Eine neue Studie hat es ans Licht gebracht: Knapp die Hälfte aller Heizkostenabrechnungen für Mietwohnungen beinhaltet grobe Fehler. Im Rahmen der Untersuchung wurden mehrere hundert Abrechnungen aus den vergangenen zehn Jahren überprüft. Dabei stellte sich heraus, dass nur etwa ein Drittel der von den Vermietern herausgegebenen Heizkostenabrechnungen ohne augenscheinliche Fehler erstellt wurden. Etwa 47 Prozent der Kostenaufstellungen beinhalteten zum Teil grobe Fehler. Bei 17 Prozent der Abrechnungen bestand auf Seiten des Mieters immerhin Nachfrage- bzw. Klärungsbedarf.

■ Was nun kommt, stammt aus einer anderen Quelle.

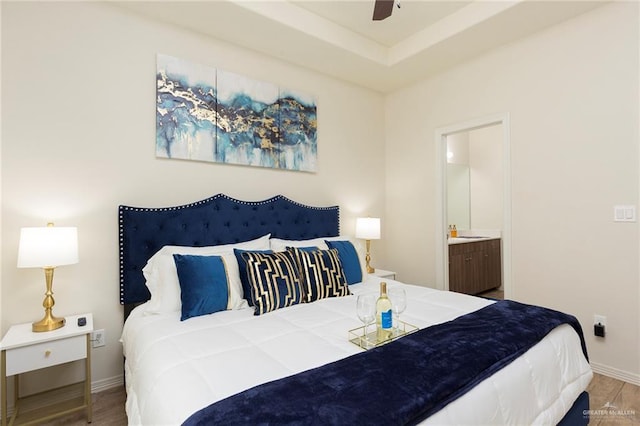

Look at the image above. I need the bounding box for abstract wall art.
[156,55,318,172]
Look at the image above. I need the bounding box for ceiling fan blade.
[373,0,393,21]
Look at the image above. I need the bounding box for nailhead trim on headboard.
[118,194,340,304]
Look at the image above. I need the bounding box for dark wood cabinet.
[449,239,502,294]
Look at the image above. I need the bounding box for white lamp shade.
[356,217,380,240]
[18,226,78,268]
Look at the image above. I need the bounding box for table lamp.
[356,217,380,274]
[18,223,78,332]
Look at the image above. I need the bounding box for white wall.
[385,2,640,383]
[1,2,384,392]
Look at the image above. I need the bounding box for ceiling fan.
[373,0,400,21]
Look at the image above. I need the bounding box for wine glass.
[389,287,407,335]
[356,294,376,347]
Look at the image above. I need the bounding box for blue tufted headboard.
[118,194,340,315]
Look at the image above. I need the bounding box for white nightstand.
[0,314,93,426]
[373,268,396,280]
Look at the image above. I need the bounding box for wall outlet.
[593,315,607,325]
[593,315,607,337]
[91,329,106,348]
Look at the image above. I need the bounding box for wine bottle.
[376,281,393,342]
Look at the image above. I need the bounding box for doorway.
[435,114,512,298]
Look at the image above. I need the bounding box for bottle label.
[380,309,393,329]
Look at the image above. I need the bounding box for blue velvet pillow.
[173,254,229,321]
[233,249,273,306]
[325,240,362,284]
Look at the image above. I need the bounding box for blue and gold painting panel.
[218,70,281,168]
[156,55,217,161]
[278,89,318,171]
[156,55,318,171]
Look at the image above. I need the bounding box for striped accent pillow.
[288,248,351,302]
[242,251,304,315]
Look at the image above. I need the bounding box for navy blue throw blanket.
[184,300,587,426]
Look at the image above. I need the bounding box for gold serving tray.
[349,321,418,350]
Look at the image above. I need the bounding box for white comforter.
[122,276,592,425]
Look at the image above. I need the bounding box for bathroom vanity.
[448,237,502,294]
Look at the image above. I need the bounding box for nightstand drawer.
[7,335,87,376]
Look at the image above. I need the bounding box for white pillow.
[269,235,368,281]
[142,234,270,314]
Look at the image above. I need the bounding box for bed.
[119,194,592,425]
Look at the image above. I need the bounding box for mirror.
[447,125,503,231]
[447,132,471,230]
[447,163,471,229]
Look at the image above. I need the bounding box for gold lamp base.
[31,267,66,332]
[31,312,66,332]
[364,240,376,274]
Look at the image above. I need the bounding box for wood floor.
[32,374,640,426]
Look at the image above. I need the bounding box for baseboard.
[7,374,124,416]
[591,362,640,386]
[91,374,124,393]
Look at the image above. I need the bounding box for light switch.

Am häufigsten wurde der Brennstoffverbrauch falsch bewertet, ein Fehler der insbesondere bei Ölheizungen auftritt. Außerdem wurden die Heizkosten zu stark über den Verbrauch berechnet und nur zu einem geringen Teil über die Mietfläche berechnet. Für diese Berechnung gibt es allerdings genaue Vorschriften, zu welchem Anteil Heizkosten verbrauchsabhängig und zu welchem Anteil die Kosten über die Mietfläche abgerechnet werden dürfen. Der Gesetzgeber sieht unter anderem vor, dass nur ein Teil der Kosten, nämlich zwischen 50 und 70 Prozent verbrauchsabhängig abgerechnet werden dürfen. Diese Vorschriften wurden oft nicht eingehalten. Ein weiterer Fehler, der häufig beobachtet wurde, ist die Abrechnung der Warmwasserkosten in Form eines Pauschalwertes. Dies ist jedoch nur in absoluten Ausnahmefällen erlaubt. Weiterhin wird sehr oft die Aufteilung der gesamten Heizkosten auf unterschiedliche Mietergruppen, wie z.B. private und gewerbliche Mieter, nicht nachvollziehbar dargestellt oder sie beinhaltet grobe Fehler.
Nach Meinung von Verbraucherschützern zeigen die Ergebnisse der Studie, dass nach wie vor bei der Erstellung von Heizkostenabrechnungen vieles nicht ganz korrekt abläuft. Jeder Mieter sollte deshalb sofort nach Erhalt der jeweiligen Abrechnung diese genau überprüfen und nachrechnen. Sollten sich dabei weitere Fragen oder Probleme ergeben, die nicht allein gelöst werden können, empfiehlt es sich in diesem Fall einen Experten hinzuzuziehen.